Container Corporation’s Key takeaways:
(1) Revision in volume guidance:
With volumes recovering in domestic as well as EXIM segment, the management is now expecting a lower decline of 5% YoY in FY21 vs earlier guidance of 10% decline.
(2) Resolution around LLF soon:
As per IR’s demand notice, for FY21, CONCOR has to pay Rs 13.37bn based on the extant policy of IR (at 6% of land value). The resolution around this is expected soon. However, CONCOR’s assessment is Rs 4.5bn, and it has represented IR for the same.
(3) LLF surcharge:
To cover the higher demand of railways, CONCOR has levied a land usage surcharge of Rs 5k/TEU at its flagship ICD Tughlakabad.

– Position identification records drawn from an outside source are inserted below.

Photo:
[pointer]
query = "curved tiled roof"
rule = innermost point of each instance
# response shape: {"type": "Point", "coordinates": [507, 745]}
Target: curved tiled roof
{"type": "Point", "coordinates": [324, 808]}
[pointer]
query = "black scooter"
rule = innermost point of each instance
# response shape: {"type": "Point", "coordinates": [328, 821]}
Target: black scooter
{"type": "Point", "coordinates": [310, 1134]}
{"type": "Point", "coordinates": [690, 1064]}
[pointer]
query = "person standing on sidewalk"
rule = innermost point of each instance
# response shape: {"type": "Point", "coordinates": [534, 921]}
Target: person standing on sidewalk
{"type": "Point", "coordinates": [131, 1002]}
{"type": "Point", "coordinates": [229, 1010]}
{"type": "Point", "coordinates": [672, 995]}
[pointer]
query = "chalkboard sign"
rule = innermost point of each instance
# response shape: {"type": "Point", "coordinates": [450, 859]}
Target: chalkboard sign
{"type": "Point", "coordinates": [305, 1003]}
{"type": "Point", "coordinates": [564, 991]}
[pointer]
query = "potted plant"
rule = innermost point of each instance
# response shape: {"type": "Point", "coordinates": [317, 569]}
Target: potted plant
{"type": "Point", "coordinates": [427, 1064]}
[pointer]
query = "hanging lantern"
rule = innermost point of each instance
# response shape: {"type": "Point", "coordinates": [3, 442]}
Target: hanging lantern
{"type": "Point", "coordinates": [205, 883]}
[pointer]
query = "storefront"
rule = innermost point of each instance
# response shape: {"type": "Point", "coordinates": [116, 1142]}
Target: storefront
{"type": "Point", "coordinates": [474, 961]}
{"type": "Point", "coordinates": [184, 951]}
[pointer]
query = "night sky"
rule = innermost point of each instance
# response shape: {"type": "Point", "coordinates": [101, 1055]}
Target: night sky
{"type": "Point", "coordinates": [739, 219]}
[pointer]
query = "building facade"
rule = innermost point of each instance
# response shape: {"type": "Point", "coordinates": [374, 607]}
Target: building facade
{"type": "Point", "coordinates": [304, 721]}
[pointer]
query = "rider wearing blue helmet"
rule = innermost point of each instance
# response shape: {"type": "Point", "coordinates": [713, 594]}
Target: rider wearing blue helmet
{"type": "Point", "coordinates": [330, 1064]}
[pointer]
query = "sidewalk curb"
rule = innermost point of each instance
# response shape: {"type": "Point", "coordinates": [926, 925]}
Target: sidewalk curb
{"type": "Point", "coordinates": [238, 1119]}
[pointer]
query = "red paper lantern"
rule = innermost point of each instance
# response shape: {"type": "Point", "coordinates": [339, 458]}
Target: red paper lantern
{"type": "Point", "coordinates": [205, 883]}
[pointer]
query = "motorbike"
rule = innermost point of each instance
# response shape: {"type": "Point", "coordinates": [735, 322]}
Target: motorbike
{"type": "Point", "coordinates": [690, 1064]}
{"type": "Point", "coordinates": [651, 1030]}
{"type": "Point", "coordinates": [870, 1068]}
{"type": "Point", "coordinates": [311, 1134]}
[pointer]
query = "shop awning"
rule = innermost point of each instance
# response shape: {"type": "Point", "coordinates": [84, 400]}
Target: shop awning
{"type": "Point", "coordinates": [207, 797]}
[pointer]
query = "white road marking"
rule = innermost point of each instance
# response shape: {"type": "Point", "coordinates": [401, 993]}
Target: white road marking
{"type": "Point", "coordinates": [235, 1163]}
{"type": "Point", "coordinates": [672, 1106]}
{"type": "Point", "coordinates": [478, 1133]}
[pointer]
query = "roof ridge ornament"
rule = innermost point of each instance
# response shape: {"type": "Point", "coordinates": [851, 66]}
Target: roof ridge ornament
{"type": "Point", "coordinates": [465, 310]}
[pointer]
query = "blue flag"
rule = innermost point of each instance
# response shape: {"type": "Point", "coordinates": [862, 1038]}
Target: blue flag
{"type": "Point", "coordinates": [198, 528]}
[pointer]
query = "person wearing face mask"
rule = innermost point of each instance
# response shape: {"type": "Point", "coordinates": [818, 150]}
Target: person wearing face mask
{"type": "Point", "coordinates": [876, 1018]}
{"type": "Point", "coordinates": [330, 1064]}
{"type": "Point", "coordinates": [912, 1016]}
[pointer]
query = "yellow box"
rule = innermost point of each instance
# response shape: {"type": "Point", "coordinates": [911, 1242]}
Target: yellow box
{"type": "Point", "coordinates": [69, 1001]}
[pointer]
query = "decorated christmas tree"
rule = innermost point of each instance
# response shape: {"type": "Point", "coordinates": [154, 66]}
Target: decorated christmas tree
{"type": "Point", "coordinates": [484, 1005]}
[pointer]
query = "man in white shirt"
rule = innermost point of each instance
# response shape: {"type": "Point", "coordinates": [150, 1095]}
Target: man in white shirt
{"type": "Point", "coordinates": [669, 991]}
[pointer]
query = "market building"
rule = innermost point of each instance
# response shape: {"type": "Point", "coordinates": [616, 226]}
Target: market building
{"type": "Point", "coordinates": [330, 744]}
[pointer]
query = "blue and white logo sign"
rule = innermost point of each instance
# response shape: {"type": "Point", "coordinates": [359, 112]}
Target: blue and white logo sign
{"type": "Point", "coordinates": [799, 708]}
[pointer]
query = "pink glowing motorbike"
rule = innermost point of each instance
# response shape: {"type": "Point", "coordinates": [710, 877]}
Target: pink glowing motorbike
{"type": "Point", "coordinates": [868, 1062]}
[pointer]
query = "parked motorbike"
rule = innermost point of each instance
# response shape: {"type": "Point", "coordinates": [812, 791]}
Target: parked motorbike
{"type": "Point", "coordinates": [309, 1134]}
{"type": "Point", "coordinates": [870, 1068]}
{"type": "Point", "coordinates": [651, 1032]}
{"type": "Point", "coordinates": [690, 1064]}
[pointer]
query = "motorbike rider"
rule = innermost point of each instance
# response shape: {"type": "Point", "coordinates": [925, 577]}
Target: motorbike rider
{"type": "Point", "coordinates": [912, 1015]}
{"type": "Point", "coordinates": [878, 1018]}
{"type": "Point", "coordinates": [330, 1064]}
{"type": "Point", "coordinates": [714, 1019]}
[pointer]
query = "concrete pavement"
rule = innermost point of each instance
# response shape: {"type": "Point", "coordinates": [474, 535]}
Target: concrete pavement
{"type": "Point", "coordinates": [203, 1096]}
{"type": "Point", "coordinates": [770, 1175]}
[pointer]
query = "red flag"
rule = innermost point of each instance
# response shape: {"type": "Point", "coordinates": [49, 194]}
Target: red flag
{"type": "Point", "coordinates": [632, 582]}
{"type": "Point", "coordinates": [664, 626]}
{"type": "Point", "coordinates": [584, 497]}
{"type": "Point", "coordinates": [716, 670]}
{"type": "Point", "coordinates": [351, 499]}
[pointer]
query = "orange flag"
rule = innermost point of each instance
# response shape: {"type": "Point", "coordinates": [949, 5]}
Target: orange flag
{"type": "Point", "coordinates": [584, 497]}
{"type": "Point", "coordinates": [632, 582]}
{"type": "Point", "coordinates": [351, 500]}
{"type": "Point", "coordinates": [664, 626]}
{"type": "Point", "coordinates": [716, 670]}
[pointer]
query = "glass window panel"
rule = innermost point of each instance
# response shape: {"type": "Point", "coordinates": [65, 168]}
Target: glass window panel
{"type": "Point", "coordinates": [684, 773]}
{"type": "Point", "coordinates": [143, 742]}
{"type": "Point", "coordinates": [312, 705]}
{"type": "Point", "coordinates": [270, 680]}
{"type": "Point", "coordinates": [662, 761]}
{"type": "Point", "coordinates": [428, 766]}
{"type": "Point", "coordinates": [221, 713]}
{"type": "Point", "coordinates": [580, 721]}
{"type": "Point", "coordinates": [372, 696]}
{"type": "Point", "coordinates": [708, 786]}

As per the management, this has not affected any volumes.
(4) DFC:
The Rewari-Madar route is operational and trial runs have commenced up to Palanpur. CONCOR expects market share gains/improved profitability from higher double-stacked volumes, enhanced turnaround times, and timetabled train.
(5) Others:
IR has provided a 15 days period for exempting empty running charges in the current quarter.